Controlled functionalization of crystalline polyolefins and their application in soluble polymer support

摘要

Functionalization of polyolefins has been recognized as a useful methodology for the generation of new materials with a wide range of applications. Recently, crystalline or semi-crystalline polyolefins have drawn increasing attention in both industrial and academic fields as one of the most interesting engineering plastics, due to their remarkable physical and mechanical properties. This dissertation describes: (1) novel methods for the direct postfunctionalization of crystalline polyolefins to introduce functionality, (2) characterizations for the functionalized polymers to analyze their structures, molecular-weight properties, thermal properties, and hydrophilicity, and (3) an application of the modified crystalline polystyrene as a soluble polymer support for recyclable catalysts in green chemistry.Chapter 1 describes the controlled iridium-catalyzed C-H activation of commercial polystyrenes having three types of tacticity. The resulting boronic group in the polymers was further converted into other versatile groups such as hydroxy and aryl groups via subsequent modifications. Chapter 2 addresses the preparation of a soluble syndiotactic polystyrene-supported phosphine ligand.
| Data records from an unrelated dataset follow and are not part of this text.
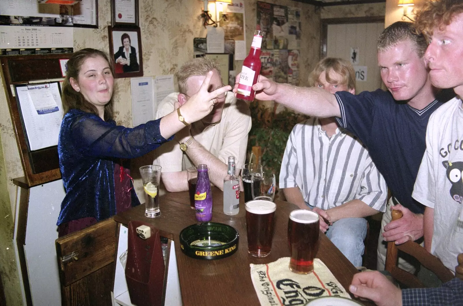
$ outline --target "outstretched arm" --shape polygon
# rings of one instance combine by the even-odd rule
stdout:
[[[239,74],[236,77],[233,89],[235,93],[239,82]],[[256,91],[256,98],[258,100],[273,100],[308,116],[320,118],[341,116],[334,95],[320,88],[279,84],[259,75],[257,82],[252,86],[252,89]]]

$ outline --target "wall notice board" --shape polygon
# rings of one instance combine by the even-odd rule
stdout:
[[[63,119],[60,60],[71,55],[0,56],[7,102],[30,187],[61,177],[56,146]]]

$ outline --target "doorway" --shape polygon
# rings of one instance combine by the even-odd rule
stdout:
[[[322,19],[320,55],[351,62],[356,71],[356,93],[382,87],[376,43],[384,17]]]

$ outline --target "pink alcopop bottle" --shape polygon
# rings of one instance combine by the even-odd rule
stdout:
[[[261,46],[262,44],[262,34],[261,31],[254,32],[252,44],[249,54],[243,62],[243,68],[240,75],[239,83],[236,94],[237,98],[244,101],[252,101],[254,99],[256,92],[252,86],[257,82],[260,73],[262,64],[260,61]]]

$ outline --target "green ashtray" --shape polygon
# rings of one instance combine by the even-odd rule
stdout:
[[[187,256],[198,259],[220,259],[238,249],[239,235],[234,227],[208,222],[193,224],[180,232],[180,247]]]

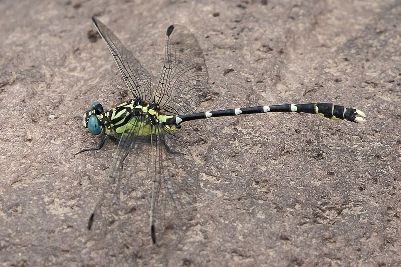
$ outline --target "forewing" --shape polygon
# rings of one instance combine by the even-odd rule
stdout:
[[[208,70],[195,37],[184,26],[171,25],[166,32],[164,65],[155,100],[167,112],[193,113],[205,97]]]
[[[157,138],[157,169],[151,212],[156,241],[160,245],[185,244],[192,247],[190,230],[195,216],[197,170],[182,138],[162,130]]]
[[[146,119],[140,116],[135,122]],[[122,135],[108,184],[93,213],[88,241],[91,250],[112,254],[118,251],[115,248],[123,247],[127,256],[134,258],[139,249],[149,252],[140,260],[156,258],[164,264],[174,258],[176,262],[169,263],[176,265],[193,253],[182,247],[193,247],[189,231],[198,174],[184,140],[154,127],[159,127],[157,136],[128,131]]]
[[[92,18],[92,20],[107,44],[125,84],[134,97],[140,97],[142,100],[149,100],[152,93],[149,73],[104,24],[95,18]]]

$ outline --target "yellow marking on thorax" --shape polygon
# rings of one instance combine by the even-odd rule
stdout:
[[[113,114],[111,114],[111,118],[110,119],[111,119],[111,120],[114,120],[117,118],[121,117],[124,113],[125,113],[126,112],[127,112],[126,109],[124,109],[119,112],[118,112],[118,113],[116,113],[115,112],[113,112]]]

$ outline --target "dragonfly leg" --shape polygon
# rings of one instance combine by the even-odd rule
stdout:
[[[76,153],[74,154],[74,156],[75,157],[78,154],[82,152],[84,152],[85,151],[92,151],[94,150],[99,150],[99,149],[101,149],[103,147],[103,145],[106,142],[106,139],[107,139],[107,135],[105,134],[103,139],[102,139],[102,141],[100,141],[100,143],[99,143],[99,146],[98,147],[94,147],[93,148],[85,148],[85,149],[83,149],[79,151],[78,153]]]

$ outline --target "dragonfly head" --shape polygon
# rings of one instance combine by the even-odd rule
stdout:
[[[103,107],[98,102],[91,105],[89,110],[82,116],[82,124],[92,134],[98,135],[103,131],[103,125],[99,118],[103,116]]]

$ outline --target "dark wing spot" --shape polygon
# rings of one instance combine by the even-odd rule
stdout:
[[[174,30],[174,25],[170,25],[168,26],[168,28],[167,28],[167,31],[166,32],[166,34],[167,36],[170,36],[170,35],[172,33],[173,30]]]

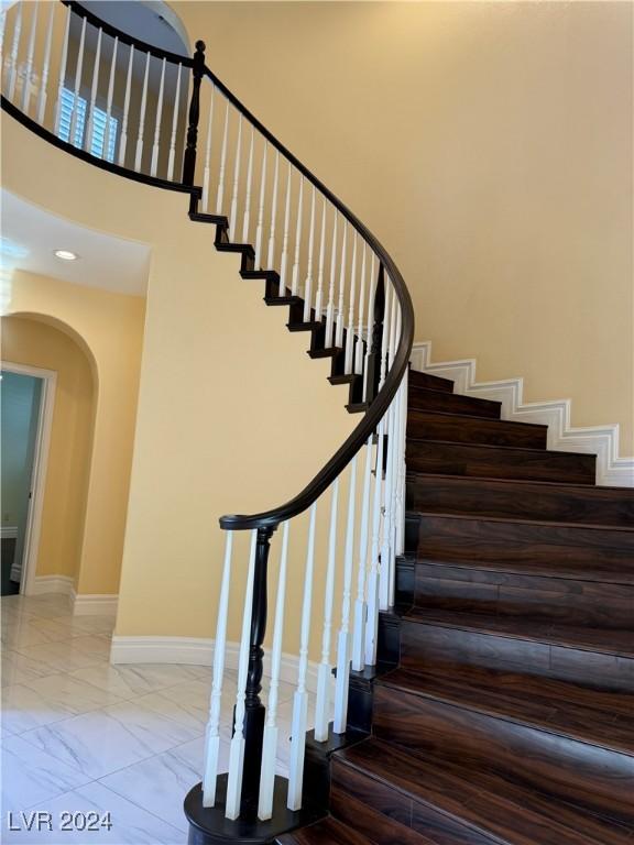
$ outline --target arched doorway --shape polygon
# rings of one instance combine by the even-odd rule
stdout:
[[[70,592],[76,584],[96,376],[68,326],[31,314],[2,318],[2,451],[13,458],[2,465],[2,541],[13,552],[3,590]]]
The Suzuki-Miyaura cross-coupling was effectively accomplished with the polymer-supported palladium complex, which was recovered quantitatively and recycled several times without any loss of activity and the addition of fresh base. In Chapter 3, controlled electronic aromatic bromination of syndiotactic polystyrene was studied. The brominated polymer could serve as a precursor for polyolefins having variable functionalities. Chapter 4 describes the synthesis of hydroxy-functionalized isotactic poly(1-butene) using controlled and regioselective rhodium-catalyzed C-H functionalization and subsequent oxidation. Atom transfer radical polymerization could generate a polar or amphiphilic graft copolymers from the functionalized crystalline polyolefin.